In a December update, when about three-quarters of deaths occurred before a final analysis, the overall survival trend improved but remained negative at 1%.

An analysis by the FDA found that more patients in the Abecma arm had died than those in the control group up to around 15 months.

BMS performed various exploratory analyses to identify factors that might have accounted for the early deaths, arguing that toxicity and manufacturing delays didn’t contribute to the observed early deaths.

The early deaths were driven by patients who didn’t live to receive Abecma at all, and manufacturing turnaround times were similar in the early deaths and the overall population, the company said in its briefing document (PDF).

Instead, the New Jersey pharma, like J&J, pointed to bridging therapy as a possible culprit in the survival results.
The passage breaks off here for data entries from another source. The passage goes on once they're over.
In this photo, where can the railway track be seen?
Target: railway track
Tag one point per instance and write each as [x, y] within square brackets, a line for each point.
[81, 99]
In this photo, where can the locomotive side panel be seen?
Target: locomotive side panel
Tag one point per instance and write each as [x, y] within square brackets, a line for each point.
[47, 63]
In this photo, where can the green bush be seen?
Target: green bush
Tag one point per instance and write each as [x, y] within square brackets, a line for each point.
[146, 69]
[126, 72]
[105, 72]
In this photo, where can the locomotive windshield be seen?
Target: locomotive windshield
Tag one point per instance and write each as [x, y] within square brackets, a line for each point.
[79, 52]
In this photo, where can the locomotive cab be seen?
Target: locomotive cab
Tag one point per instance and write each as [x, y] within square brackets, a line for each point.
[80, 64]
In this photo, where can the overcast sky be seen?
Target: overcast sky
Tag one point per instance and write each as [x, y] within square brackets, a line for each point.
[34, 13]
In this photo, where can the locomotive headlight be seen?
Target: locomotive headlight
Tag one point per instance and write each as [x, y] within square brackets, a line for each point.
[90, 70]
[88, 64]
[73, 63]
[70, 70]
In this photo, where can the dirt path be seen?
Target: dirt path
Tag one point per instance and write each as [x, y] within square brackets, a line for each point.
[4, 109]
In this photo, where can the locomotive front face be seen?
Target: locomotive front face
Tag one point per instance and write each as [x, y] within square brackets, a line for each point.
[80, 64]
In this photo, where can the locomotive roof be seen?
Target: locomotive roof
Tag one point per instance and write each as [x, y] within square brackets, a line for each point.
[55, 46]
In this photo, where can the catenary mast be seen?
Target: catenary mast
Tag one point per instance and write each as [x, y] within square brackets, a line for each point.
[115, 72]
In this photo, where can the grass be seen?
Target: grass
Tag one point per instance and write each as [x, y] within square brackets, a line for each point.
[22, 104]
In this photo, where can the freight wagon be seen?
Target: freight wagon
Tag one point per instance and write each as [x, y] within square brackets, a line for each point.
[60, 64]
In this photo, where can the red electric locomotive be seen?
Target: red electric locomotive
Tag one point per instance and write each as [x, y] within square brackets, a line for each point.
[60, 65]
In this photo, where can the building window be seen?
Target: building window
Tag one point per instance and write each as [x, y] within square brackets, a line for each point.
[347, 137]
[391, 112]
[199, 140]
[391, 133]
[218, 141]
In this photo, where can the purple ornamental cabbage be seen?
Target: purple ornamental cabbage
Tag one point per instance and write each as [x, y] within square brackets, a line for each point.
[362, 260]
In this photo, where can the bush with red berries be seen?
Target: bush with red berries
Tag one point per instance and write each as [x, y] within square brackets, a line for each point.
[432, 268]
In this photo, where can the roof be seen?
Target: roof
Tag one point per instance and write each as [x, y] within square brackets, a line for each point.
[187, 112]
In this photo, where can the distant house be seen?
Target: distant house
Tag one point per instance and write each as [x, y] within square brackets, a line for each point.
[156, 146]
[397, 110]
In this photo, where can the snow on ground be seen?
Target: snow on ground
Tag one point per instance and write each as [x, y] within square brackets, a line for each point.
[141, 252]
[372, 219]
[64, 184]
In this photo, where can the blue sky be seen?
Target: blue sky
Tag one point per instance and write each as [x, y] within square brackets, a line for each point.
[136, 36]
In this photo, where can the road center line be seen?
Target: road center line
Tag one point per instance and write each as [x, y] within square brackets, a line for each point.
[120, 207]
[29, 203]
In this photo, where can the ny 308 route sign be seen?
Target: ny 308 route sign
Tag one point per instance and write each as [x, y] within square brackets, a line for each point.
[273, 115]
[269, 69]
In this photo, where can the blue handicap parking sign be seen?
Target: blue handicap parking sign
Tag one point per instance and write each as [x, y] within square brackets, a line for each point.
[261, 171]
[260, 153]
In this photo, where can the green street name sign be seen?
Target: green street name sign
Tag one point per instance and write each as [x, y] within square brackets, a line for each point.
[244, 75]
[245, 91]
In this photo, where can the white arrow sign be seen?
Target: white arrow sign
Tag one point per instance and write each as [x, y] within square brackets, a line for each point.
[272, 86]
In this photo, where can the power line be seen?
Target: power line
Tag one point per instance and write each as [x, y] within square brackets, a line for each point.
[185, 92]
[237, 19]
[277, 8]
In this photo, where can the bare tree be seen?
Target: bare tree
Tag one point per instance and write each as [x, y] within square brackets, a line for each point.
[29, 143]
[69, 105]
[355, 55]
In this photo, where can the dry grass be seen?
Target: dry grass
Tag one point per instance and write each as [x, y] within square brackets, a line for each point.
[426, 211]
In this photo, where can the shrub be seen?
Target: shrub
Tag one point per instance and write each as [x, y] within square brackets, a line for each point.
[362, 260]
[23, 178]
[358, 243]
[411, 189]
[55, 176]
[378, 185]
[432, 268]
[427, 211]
The trial protocol on bridging therapy led to a long time without anti-myeloma treatment in the Abecma arm, which didn’t seem to adequately control the disease in some patients with high-risk features, BMS noted.

BMS also blamed a high 56% crossover rate in which patients in the control arm later received Abecma upon disease progression. After adjusting for patient crossovers, Abecma could have shown a positive overall survival trend, according to BMS.

But the FDA argued that BMS’ analyses “rely on unverifiable and questionable model assumptions, limiting their interpretability.”